Can gold hold above $5,000 level?
Can gold hold above $5,000 level?
Gold has so far had a positive day and a half, following the sizeable recovery we saw on Friday, when risk assets rallied across the board, with crypto, equity indices and metals all pushing higher, while the dollar eased as investors moved away from defensive positioning. The bounce was certainly eye-catching, and we have already seen some upside follow-through in global indices and major FX pairs. For gold and silver, the big question now is whether these markets can also kick on from here, or do we go lower once again? Early on Tuesday, trade was a bit mixed. The dollar continued to soften, but US index futures gave back some of their earlier gains. Gold and silver were little-changed by recent volatile standards, with the latter being down ‘only’ 1% and the former 0.1% worse off, and both hovering around some key technical levels. On Monday, precious metal rose for the second consecutive session with reports that China has been urging banks to curb exposure to US Treasurys providing an additional boost, as this, in theory, leaves more room for gold in reserve allocations. On top of that, the US dollar and global bond yields fell back on bets of more rate cuts. Traders will be looking ahead to important US data later this week, with jobs numbers on Wednesday and CPI on Friday likely to set the tone for the next leg in markets. Today’s focus will be on US retail sales, expected to print +0.4% m/m vs. +0.6% in the previous month.

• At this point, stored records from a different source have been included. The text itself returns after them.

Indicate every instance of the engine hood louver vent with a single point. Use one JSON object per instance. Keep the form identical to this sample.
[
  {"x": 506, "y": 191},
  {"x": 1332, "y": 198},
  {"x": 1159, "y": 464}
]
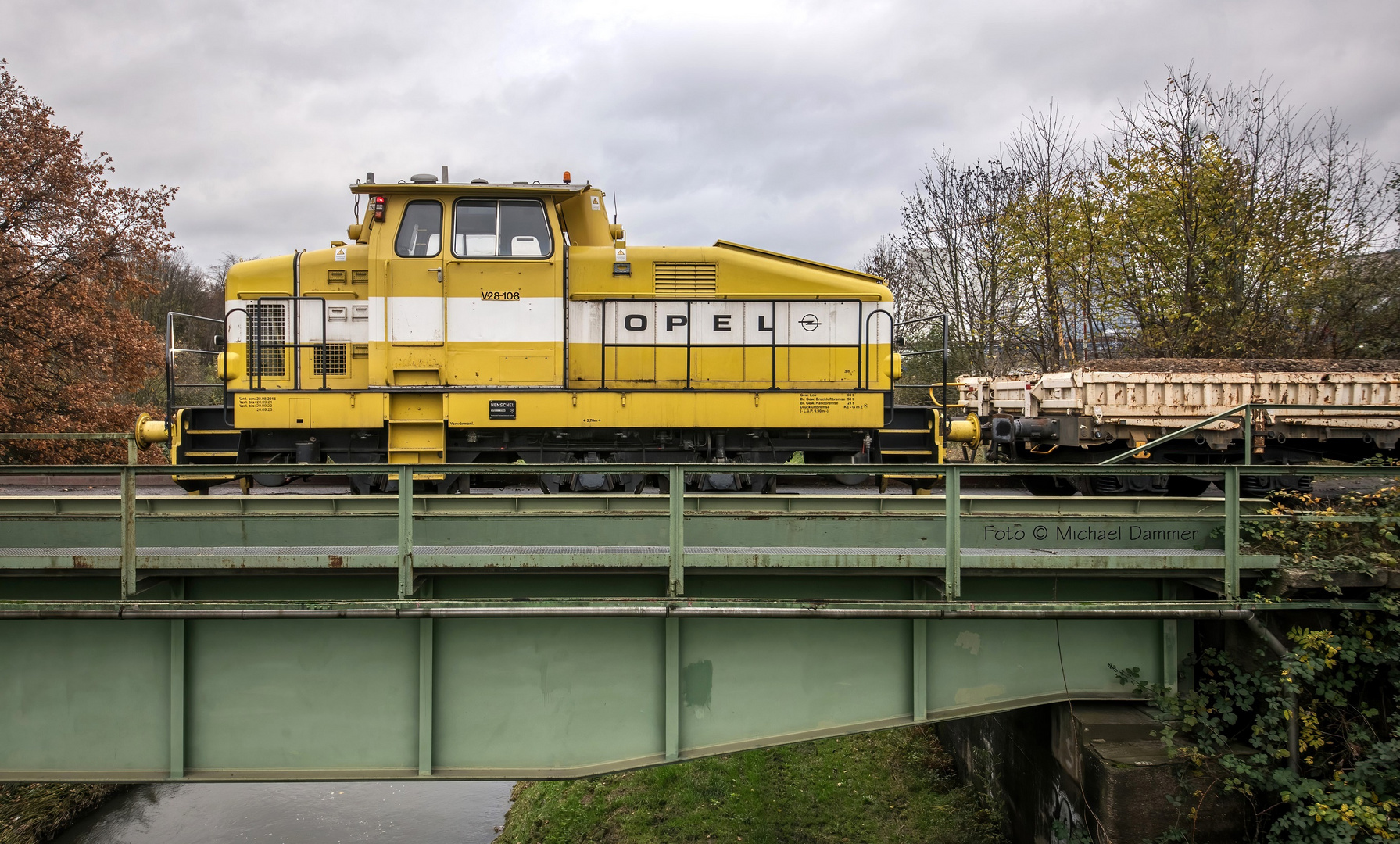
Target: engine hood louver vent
[{"x": 676, "y": 277}]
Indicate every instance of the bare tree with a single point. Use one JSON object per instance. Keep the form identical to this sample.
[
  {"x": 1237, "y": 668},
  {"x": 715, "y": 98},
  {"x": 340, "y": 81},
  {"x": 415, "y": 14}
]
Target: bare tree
[{"x": 955, "y": 254}]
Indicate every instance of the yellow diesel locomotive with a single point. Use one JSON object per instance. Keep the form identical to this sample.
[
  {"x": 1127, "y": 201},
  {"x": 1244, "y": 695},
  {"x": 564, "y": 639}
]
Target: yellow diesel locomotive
[{"x": 507, "y": 322}]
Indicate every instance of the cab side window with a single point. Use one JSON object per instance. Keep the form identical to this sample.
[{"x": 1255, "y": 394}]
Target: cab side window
[
  {"x": 500, "y": 228},
  {"x": 421, "y": 234}
]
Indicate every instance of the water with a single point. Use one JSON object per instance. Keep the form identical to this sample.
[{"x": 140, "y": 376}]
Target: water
[{"x": 299, "y": 814}]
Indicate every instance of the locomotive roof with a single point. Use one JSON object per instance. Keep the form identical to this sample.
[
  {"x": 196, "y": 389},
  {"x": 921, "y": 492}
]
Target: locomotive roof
[{"x": 471, "y": 188}]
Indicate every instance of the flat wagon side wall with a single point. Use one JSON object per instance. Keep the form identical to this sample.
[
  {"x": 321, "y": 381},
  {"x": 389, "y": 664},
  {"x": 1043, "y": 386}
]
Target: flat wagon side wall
[{"x": 1169, "y": 398}]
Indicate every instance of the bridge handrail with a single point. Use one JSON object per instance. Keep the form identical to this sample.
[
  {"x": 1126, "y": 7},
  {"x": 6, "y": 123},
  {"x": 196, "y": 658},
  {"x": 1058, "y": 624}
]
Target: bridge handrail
[{"x": 952, "y": 475}]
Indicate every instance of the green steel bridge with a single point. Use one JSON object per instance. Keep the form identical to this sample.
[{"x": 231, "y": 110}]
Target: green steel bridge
[{"x": 497, "y": 636}]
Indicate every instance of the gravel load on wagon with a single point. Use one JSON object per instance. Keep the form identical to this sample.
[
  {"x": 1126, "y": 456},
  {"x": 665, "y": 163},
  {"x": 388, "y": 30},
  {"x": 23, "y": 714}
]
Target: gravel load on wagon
[{"x": 1205, "y": 366}]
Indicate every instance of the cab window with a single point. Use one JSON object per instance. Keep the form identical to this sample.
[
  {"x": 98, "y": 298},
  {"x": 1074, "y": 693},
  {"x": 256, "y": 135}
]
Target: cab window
[
  {"x": 421, "y": 234},
  {"x": 500, "y": 228}
]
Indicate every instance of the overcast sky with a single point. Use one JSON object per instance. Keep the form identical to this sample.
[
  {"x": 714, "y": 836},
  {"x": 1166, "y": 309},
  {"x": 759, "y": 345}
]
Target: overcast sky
[{"x": 791, "y": 127}]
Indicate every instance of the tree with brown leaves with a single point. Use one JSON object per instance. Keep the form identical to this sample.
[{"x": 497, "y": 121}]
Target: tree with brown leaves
[{"x": 73, "y": 258}]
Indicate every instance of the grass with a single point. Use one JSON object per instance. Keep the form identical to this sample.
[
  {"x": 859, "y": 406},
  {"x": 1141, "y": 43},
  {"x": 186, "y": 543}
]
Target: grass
[
  {"x": 893, "y": 785},
  {"x": 37, "y": 812}
]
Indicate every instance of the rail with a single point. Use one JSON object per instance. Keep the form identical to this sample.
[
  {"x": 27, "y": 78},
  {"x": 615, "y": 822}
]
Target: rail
[{"x": 954, "y": 475}]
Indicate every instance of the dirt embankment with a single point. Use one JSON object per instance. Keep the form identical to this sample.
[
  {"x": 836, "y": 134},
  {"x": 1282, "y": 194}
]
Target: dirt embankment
[
  {"x": 1193, "y": 364},
  {"x": 37, "y": 812}
]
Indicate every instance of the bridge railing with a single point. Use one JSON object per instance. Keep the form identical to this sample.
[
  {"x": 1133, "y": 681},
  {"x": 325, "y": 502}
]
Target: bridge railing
[{"x": 954, "y": 476}]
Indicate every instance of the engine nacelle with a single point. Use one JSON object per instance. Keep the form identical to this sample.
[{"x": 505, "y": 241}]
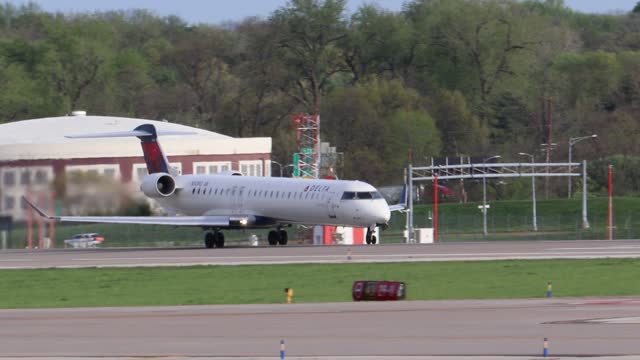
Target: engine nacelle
[{"x": 158, "y": 185}]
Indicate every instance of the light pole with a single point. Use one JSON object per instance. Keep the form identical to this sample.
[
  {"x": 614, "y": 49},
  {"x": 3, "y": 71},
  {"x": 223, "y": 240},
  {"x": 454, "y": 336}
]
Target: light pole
[
  {"x": 573, "y": 141},
  {"x": 484, "y": 193},
  {"x": 548, "y": 147},
  {"x": 533, "y": 191}
]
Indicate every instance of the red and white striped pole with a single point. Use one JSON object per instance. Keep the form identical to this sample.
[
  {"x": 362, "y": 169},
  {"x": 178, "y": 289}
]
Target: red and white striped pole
[
  {"x": 435, "y": 208},
  {"x": 610, "y": 202},
  {"x": 29, "y": 224}
]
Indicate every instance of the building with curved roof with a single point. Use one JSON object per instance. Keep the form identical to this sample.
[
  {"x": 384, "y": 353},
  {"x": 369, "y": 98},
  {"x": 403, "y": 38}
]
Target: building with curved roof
[{"x": 35, "y": 152}]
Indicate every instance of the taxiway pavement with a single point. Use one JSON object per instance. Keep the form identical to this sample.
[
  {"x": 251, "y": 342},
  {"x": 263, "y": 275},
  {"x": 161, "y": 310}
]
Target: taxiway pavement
[{"x": 118, "y": 257}]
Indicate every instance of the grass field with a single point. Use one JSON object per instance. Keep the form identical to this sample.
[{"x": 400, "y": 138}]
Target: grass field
[
  {"x": 507, "y": 220},
  {"x": 313, "y": 283}
]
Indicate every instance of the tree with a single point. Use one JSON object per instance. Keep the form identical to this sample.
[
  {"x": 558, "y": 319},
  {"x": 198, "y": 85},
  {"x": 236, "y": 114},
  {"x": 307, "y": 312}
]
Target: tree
[{"x": 308, "y": 32}]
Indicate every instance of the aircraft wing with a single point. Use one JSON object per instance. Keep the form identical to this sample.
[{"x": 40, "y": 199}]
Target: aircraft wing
[
  {"x": 397, "y": 207},
  {"x": 148, "y": 220}
]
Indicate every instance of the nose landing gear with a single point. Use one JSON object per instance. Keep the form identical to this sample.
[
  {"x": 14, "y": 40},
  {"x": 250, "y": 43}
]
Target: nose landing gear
[
  {"x": 370, "y": 239},
  {"x": 278, "y": 236},
  {"x": 214, "y": 239}
]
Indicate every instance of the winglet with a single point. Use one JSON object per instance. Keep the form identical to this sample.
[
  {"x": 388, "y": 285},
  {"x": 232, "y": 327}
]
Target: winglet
[{"x": 40, "y": 212}]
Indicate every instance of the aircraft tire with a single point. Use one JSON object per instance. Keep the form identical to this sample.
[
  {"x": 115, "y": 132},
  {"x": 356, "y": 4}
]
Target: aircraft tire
[
  {"x": 219, "y": 240},
  {"x": 209, "y": 240},
  {"x": 273, "y": 237},
  {"x": 284, "y": 237}
]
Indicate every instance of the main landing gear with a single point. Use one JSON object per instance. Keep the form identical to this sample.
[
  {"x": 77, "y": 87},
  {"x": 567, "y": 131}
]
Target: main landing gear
[
  {"x": 278, "y": 236},
  {"x": 370, "y": 239},
  {"x": 214, "y": 239}
]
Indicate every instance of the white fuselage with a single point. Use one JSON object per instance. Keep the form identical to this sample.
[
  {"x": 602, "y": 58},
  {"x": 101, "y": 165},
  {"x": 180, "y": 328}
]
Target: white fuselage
[{"x": 270, "y": 201}]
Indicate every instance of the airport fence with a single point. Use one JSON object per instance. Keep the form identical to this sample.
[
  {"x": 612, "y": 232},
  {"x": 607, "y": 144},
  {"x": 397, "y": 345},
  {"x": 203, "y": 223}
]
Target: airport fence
[{"x": 451, "y": 228}]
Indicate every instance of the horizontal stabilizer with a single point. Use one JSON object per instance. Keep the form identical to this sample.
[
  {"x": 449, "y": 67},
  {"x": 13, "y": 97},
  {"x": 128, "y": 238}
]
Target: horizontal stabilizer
[
  {"x": 204, "y": 221},
  {"x": 136, "y": 133}
]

Gold and dollar face more volatility with US jobs report in focus
Last week, the dollar had been mostly supported by a risk-off backdrop that had weighed on stocks, crypto and metals for much of the period. That changed on Friday, when dip buyers stepped in and the dollar finally reacted to some softer labour market data released earlier in that week. The re-pricing lower of US interest rate expectations took some of the shine off the defensive dollar rally, which helped stabilise the gold price after that wobble.
Thus, the greenback looks a bit vulnerable heading into Wednesday’s US jobs data, which would generally be a supportive backdrop for gold. That said, the heightened volatility we’ve seen recently means nothing should be taken for granted. It’s possible we’ve already seen a near-term peak in precious metals, with some trapped traders who chased the rally near the highs now potentially looking to exit around breakeven, which could add selling pressure.
All told, the current gold price action – and indeed that on the silver price chart – feels more like a trading market than a clean trending one. Personally, I’d rather take things level by level. Still, that positive close on Friday, and the follow-up buying on Monday, does tilt the near-term directional bias slightly to the upside for gold.
Gold technical analysis
Price action on gold has been quite calm in recent trade, as the metal decides whether or not to stay above the key $5,000 level. After gold’s sharp breakdown a couple of weeks ago, I was initially looking for another leg lower around the early parts of last week. At the time, price was moving within a rising wedge on the intraday charts, which eventually did resolve to the downside. We saw a fairly aggressive sell-off, although gold bottomed at $4,655 and therefore didn’t create a lower low beneath the recent low of $4,402. I was expecting another dip to the key $4,500 level. But the fact that gold made a higher low instead is impressive, as too is the recovery that followed. Gold has since broken back above a couple of key levels, shifting the short-term technical bias back towards bullish territory in the very short-term outlook.

At the time of writing, gold was trading above the $5K mark. The next area to watch sits between roughly $5,070 and $5,100, which previously acted as support before the market broke lower a week and a bit ago. This zone has already capped price once in mid-last week, triggering a sell-off that ultimately failed to make a new low (as mentioned earlier).
So here we are again. If gold can reclaim and hold above this region, that would be a clear bullish signal for the gold, opening the door for a potential move towards $5,290 or even $5,390 – both previous breakdown levels. On the flip side, those reclaimed support levels now need to hold. A break back below the $4,970 to 5,000 region, could bring sellers back into play. In that scenario, we could see some selling towards $4,895/$4,900 area initially. Additional support sits near $4,800, above which a trend line also comes into view. But a decisive move below that would likely make things uncomfortable again, with scope for further technical selling towards $4,600 or even $4,500.